Initial commit for QtFlake8Bot\n\nTask-number: QTQAINFRA-6468

author: Daniel Smith <daniel.smith@qt.io> 2024-07-26 10:48:16 +0200
committer: Daniel Smith <daniel.smith@qt.io> 2024-07-26 10:48:16 +0200
commit: f7c6fc29ca6484712086fecb3dc54dddea86f017 (patch)
tree: 6ef558cc06ea24518746fd351a949e2f3839b873 /main.py
1 files changed, 344 insertions, 0 deletions
diff --git a/main.py b/main.py
new file mode 100644
index 0000000..0f71243
--- /dev/null
+++ b/main.py
@@ -0,0 +1,344 @@
+# Copyright (C) 2023 The Qt Company Ltd.
+# Contact: https://www.qt.io/licensing/
+#
+# You may use this file under the terms of the 3-clause BSD license.

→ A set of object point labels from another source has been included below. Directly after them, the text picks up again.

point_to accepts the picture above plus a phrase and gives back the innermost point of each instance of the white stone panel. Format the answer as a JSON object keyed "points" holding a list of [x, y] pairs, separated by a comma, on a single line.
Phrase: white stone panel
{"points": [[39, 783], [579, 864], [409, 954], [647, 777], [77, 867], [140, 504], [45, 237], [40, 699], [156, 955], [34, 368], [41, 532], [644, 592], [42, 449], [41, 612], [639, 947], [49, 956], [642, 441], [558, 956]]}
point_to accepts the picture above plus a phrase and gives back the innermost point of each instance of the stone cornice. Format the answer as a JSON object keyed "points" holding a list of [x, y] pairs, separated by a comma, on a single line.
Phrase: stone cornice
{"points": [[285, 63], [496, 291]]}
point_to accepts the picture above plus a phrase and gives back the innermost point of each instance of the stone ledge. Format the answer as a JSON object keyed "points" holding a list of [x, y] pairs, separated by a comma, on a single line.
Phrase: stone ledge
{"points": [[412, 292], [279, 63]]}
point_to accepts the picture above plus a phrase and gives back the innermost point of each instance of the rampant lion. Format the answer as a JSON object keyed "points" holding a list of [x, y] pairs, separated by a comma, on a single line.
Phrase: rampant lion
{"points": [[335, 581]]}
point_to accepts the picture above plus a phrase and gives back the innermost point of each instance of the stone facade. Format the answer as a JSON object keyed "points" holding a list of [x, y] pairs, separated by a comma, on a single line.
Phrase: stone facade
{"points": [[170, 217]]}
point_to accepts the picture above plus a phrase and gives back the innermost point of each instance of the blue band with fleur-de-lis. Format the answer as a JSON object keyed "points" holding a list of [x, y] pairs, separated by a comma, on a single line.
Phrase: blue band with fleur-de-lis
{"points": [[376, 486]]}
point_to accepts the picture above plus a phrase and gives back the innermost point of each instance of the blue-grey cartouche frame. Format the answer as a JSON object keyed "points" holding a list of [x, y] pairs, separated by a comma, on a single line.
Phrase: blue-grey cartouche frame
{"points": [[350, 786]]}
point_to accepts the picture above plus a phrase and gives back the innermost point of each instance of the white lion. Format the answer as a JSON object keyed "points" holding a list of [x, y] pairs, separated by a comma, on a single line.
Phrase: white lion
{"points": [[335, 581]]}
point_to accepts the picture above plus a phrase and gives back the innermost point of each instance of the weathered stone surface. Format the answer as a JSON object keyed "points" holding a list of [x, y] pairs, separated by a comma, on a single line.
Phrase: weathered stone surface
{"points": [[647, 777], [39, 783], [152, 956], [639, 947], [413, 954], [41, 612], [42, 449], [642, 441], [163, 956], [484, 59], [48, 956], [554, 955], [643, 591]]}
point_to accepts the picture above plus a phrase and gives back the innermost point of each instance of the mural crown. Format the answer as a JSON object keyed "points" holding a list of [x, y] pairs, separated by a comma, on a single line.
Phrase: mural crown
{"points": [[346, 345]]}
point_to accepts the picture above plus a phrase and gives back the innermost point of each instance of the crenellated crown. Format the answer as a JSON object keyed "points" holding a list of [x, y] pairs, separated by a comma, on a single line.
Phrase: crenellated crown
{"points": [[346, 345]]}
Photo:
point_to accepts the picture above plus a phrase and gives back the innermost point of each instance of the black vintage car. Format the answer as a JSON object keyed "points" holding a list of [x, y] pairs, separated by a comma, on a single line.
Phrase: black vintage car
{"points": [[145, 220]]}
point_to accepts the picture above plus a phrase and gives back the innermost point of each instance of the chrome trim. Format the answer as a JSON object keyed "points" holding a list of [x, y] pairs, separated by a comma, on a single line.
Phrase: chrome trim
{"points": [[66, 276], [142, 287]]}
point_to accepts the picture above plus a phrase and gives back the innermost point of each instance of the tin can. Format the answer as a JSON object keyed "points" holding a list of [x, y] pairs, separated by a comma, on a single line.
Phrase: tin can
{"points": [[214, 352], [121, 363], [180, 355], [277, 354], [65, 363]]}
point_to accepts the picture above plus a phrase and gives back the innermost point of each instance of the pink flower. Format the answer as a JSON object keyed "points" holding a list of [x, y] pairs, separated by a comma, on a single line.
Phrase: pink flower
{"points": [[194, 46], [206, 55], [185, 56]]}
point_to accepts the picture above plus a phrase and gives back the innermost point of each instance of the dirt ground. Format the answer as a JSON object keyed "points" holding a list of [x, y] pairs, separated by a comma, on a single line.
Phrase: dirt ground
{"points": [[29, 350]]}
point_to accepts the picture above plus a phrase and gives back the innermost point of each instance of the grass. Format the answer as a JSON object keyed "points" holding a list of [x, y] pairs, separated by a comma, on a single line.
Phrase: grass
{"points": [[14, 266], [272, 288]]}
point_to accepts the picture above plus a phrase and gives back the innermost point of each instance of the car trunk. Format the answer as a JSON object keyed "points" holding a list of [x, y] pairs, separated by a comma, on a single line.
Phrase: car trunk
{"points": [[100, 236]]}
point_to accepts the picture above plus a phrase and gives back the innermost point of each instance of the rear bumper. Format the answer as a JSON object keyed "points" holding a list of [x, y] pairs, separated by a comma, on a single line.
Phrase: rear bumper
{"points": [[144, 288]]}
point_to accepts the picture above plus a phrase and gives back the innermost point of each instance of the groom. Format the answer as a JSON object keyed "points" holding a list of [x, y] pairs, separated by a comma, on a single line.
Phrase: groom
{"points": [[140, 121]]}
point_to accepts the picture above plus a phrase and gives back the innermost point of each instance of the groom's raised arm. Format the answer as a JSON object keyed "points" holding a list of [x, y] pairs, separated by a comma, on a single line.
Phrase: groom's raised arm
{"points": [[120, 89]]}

+# See the file LICENSE in qt/qtrepotools for details.
+#
+
+""" This script listens for incoming webhook requests of patchset-created type
+    from Gerrit, checks out the patch locally, and runs flakes8 on it.
+    It then posts a comment for each issue identified to Gerrit with the results.
+"""
+
+import json
+import os
+import sys
+import asyncio
+import base64
+import fnmatch
+import atexit
+from urllib.parse import urlparse
+from urllib.request import urlopen, Request
+from urllib.error import HTTPError, URLError
+import logging
+from systemd.journal import JournalHandler
+import tempfile
+
+from aiohttp import web
+
+log = logging.getLogger('flake8_bot')
+log.addHandler(JournalHandler())
+log.setLevel(logging.INFO)
+
+
+GERRIT_USERNAME = os.environ.get('GERRIT_USERNAME')
+GERRIT_PASSWORD = os.environ.get('GERRIT_PASSWORD')
+
+if not GERRIT_USERNAME or not GERRIT_PASSWORD:
+    log.info('Please set the GERRIT_USERNAME and GERRIT_PASSWORD environment variables.')
+    sys.exit(1)
+
+# Base64 encode the username and password
+GERRIT_AUTH = GERRIT_USERNAME + ':' + GERRIT_PASSWORD
+GERRIT_AUTH = GERRIT_AUTH.encode('utf-8')
+GERRIT_AUTH = base64.b64encode(GERRIT_AUTH).decode('utf-8')
+
+class Lock:
+    """ Set up a semaphore-like lock to prevent acting on the git repo while it is in use.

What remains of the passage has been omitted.